Hablamos de música. Dettmar era un náufrago del sesenta y ocho, como tantos hay mundo adelante.
—Los Beatles, los Rollings…, no los habrá iguales. En cambio, Elvis es parte de la Guerra Fría. Esos años sesenta, cuando usted y yo éramos jóvenes, cambiaron el mundo, ya no ha vuelto a ser igual desde entonces.
—No siento nostalgia de aquello…
—Nada fue lo mismo desde entonces en mi país…, ni en toda Europa. Ni siquiera en América. La mentalidad americana era provinciana hasta entonces. Y el eje de influencia se trasladó de Iowa a Nueva York, de Kansas a San Francisco…, por poner dos ejemplos. Ganó la inteligencia.
Veía viajar en los ojos de Dettmar una sombra entristecida. O mejor, resignada. Creí reconocerla: es la mirada de alguien que siente acercarse a la vejez. Pensé que no deseaba que la mía se le pareciese.
Nico llegó al relevo y Dettmar se retiró a dormir. Yo me quedé un rato más. La oscuridad del océano rodeaba al barco. Nico no era muy hablador si no le preguntabas: le gustaba situarse en el timón y gobernar el barco manualmente, en silencio, como si el mar le perteneciera. Sólo se escuchaba en el puente el lento ronroneo de las máquinas y del motor del aire acondicionado.
Pensaba en que, por lo general, los marinos hablan poco. Al menos, muchos de los que yo he conocido a lo largo de mis viajes. Quizás es que se han contagiado del silencio de los océanos o puede que el asunto sea más sencillo y que, por lo general, no tengan mucho que decir.
El océano se movió más que de costumbre aquella noche y, en la duermevela, me iba de un lado a otro de la cama.
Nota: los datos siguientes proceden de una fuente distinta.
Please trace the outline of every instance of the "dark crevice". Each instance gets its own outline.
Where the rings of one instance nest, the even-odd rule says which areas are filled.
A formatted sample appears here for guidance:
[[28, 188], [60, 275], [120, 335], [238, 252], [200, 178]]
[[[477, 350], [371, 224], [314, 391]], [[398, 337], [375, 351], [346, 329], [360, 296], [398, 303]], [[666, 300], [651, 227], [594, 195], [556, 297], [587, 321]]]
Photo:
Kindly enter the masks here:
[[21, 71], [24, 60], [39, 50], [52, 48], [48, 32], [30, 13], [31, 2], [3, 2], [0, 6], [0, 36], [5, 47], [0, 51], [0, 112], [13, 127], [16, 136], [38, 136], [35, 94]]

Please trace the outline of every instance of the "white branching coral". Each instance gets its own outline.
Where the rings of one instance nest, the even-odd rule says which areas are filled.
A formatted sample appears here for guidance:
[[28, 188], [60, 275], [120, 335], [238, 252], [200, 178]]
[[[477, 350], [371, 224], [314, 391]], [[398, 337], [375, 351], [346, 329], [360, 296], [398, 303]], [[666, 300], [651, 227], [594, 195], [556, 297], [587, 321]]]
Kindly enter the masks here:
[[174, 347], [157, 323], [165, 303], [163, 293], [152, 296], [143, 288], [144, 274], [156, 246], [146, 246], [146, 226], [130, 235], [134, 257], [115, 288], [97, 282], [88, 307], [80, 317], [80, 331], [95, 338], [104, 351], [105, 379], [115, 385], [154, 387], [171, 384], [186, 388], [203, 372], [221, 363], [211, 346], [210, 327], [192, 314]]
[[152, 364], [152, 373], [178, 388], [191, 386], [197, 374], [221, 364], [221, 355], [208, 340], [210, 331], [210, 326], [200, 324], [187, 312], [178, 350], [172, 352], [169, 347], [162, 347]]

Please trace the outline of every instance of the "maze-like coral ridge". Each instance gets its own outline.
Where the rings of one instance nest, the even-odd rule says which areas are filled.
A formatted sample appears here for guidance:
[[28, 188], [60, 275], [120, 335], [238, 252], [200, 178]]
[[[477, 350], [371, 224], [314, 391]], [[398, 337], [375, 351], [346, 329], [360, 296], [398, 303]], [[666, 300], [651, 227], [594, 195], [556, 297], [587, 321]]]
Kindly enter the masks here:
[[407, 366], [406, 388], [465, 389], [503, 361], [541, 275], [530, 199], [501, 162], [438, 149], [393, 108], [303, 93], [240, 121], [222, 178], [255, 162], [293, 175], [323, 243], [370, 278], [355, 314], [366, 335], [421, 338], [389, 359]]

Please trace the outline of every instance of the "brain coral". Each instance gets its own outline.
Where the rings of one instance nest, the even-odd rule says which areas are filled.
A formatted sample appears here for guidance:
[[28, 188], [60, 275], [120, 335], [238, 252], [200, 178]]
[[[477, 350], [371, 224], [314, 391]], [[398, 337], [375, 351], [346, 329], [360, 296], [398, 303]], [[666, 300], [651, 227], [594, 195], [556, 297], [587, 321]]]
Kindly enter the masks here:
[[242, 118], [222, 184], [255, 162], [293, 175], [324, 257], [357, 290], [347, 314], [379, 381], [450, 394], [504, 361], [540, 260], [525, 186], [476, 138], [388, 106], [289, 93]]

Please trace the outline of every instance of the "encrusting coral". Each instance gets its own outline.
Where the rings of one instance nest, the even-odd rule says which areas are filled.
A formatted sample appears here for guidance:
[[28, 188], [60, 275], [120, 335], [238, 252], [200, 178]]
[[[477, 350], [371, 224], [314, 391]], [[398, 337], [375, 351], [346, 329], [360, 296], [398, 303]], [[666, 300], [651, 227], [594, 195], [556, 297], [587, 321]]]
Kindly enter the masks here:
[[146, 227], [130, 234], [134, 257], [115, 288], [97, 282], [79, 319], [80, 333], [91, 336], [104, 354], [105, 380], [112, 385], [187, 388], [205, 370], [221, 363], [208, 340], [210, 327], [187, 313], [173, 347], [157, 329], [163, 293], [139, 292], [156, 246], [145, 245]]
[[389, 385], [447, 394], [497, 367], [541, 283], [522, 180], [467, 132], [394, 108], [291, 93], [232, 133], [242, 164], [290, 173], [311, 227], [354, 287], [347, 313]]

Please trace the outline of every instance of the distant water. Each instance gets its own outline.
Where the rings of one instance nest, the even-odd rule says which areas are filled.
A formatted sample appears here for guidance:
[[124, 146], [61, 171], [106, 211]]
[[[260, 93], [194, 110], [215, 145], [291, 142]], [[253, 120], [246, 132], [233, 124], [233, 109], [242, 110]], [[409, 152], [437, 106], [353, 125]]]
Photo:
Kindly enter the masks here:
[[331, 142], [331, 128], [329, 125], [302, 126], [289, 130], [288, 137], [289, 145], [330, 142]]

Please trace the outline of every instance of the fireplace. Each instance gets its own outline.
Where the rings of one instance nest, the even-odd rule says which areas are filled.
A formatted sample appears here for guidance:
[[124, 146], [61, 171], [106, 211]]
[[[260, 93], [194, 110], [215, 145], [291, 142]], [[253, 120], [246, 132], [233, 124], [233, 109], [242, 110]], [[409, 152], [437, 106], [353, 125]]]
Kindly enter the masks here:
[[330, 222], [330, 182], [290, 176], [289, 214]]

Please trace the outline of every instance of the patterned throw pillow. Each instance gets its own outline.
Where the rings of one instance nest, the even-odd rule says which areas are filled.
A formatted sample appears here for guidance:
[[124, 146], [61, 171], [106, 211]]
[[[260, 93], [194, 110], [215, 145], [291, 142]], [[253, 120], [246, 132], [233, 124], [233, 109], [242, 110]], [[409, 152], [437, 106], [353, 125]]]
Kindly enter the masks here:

La hora había cambiado dos veces en los días pasados y esa mañana de domingo no me di cuenta y bajé a desayunar con retraso. Pero la disciplina del Eilbek era relajada y Sharon me había guardado bollos, queso y café.
El aire soplaba fresco y el mar se tendía alborotado a los lados de las bordas y en el horizonte tras la popa, levantando borreguitos sobre la superficie grisácea. El cielo exhibía una tonalidad turbia, rota a veces por algunos claros que dejan pasar la poderosa luz del norte del mundo. Desde la torre de mando contemplé a algunos marineros afirmando los cables que sujetaban los contenedores para mantener un preciso equilibrio del peso de la carga.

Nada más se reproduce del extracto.